Despite having a significantly higher CV MSE score than the previous two models, this third model has a lower MAE and MSE than both of the previous models.

## Model 4: Polynomial Regression, four degress

To perform a polynomial regression using sklearn, we transform our features into polynomial features of degree n. In this case, I am choosing a degree of n=2.

In [34]:
degrees = 4

pr = LinearRegression()

poly = PolynomialFeatures(degree=degrees)
poly_train = poly.fit_transform(X_train)

#### CV Score

In [35]:
pr_scores = cross_val_score(pr, poly_train, y_train, cv=4, scoring='neg_mean_squared_error') * -1
print(f'Average CV MSE Score: {np.mean(pr_scores)}')
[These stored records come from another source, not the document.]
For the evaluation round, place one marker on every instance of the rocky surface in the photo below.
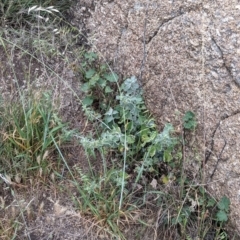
(186, 55)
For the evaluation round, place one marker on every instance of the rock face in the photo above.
(186, 53)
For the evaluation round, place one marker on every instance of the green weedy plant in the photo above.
(125, 132)
(125, 120)
(27, 130)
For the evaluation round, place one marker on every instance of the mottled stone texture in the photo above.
(186, 54)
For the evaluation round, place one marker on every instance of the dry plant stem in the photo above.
(204, 96)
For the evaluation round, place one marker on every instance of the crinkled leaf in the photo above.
(85, 87)
(94, 79)
(222, 216)
(111, 77)
(101, 82)
(91, 56)
(224, 203)
(108, 89)
(90, 73)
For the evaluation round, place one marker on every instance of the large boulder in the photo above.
(186, 53)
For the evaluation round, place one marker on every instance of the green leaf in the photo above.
(94, 79)
(211, 202)
(90, 73)
(85, 87)
(222, 216)
(87, 101)
(102, 82)
(224, 203)
(91, 56)
(167, 156)
(111, 77)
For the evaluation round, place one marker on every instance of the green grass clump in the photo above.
(20, 12)
(138, 162)
(28, 128)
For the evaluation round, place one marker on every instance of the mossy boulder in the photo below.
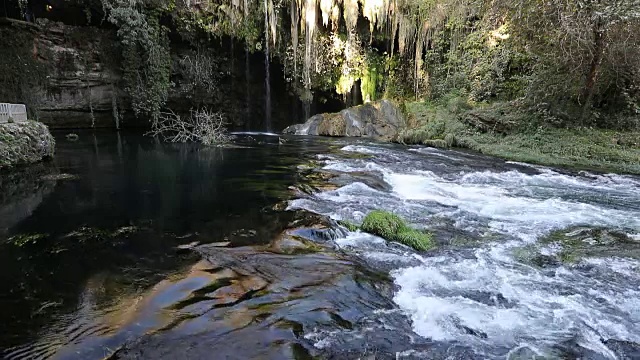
(380, 120)
(24, 143)
(393, 228)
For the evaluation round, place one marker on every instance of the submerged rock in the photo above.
(24, 143)
(379, 120)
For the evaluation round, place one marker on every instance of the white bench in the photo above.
(16, 112)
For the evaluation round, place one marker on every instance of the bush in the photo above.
(391, 227)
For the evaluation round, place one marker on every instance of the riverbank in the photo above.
(24, 143)
(505, 132)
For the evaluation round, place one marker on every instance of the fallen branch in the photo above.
(203, 126)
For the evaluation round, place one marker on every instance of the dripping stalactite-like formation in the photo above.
(407, 26)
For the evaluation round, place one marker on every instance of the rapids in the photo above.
(149, 250)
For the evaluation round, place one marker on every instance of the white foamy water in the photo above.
(487, 300)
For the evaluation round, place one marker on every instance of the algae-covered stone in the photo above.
(349, 225)
(393, 228)
(381, 120)
(383, 224)
(24, 143)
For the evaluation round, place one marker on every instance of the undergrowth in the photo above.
(505, 130)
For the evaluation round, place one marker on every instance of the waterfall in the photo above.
(310, 18)
(267, 78)
(247, 72)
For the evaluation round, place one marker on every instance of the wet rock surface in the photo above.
(379, 120)
(25, 143)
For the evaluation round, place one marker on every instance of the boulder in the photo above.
(24, 143)
(380, 120)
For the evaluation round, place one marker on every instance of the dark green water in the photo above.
(76, 251)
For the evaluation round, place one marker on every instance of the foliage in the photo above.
(391, 227)
(22, 71)
(146, 61)
(528, 138)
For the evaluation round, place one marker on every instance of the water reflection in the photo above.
(85, 249)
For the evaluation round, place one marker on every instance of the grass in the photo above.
(441, 125)
(393, 228)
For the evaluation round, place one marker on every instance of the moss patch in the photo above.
(24, 143)
(349, 225)
(393, 228)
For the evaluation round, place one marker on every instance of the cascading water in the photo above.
(493, 290)
(247, 72)
(268, 14)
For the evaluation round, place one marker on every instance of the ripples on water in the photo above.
(486, 299)
(265, 293)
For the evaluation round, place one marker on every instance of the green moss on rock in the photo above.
(393, 228)
(383, 224)
(24, 143)
(349, 225)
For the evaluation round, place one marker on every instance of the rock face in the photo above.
(82, 89)
(380, 120)
(24, 143)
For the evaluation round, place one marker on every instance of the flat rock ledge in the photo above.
(24, 143)
(381, 120)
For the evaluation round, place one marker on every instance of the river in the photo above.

Average CV MSE Score: 9.85851444337936e+25


I am not sure why the CV MSE is so much higher than the previous two models, given that the actual error on the test set below is lower than the previous two models.

#### MSE

In [36]:
pr.fit(poly_train, y_train)

pr_predict = pr.predict(poly.transform(X_test))
pr_error = pr_predict - y_test

pr_mae = np.mean(pr_error.abs())
pr_mse = np.mean(pr_error ** 2)

print(f'Linear Regression MAE: {pr_mae}')
print(f'Linear Regression MSE: {pr_mse}')

Linear Regression MAE: 1853.475681759992
Linear Regression MSE: 8807973.05864682


Despite having a significantly higher CV MSE score than the previous two models, this third model has a lower MAE and MSE than both of the previous models.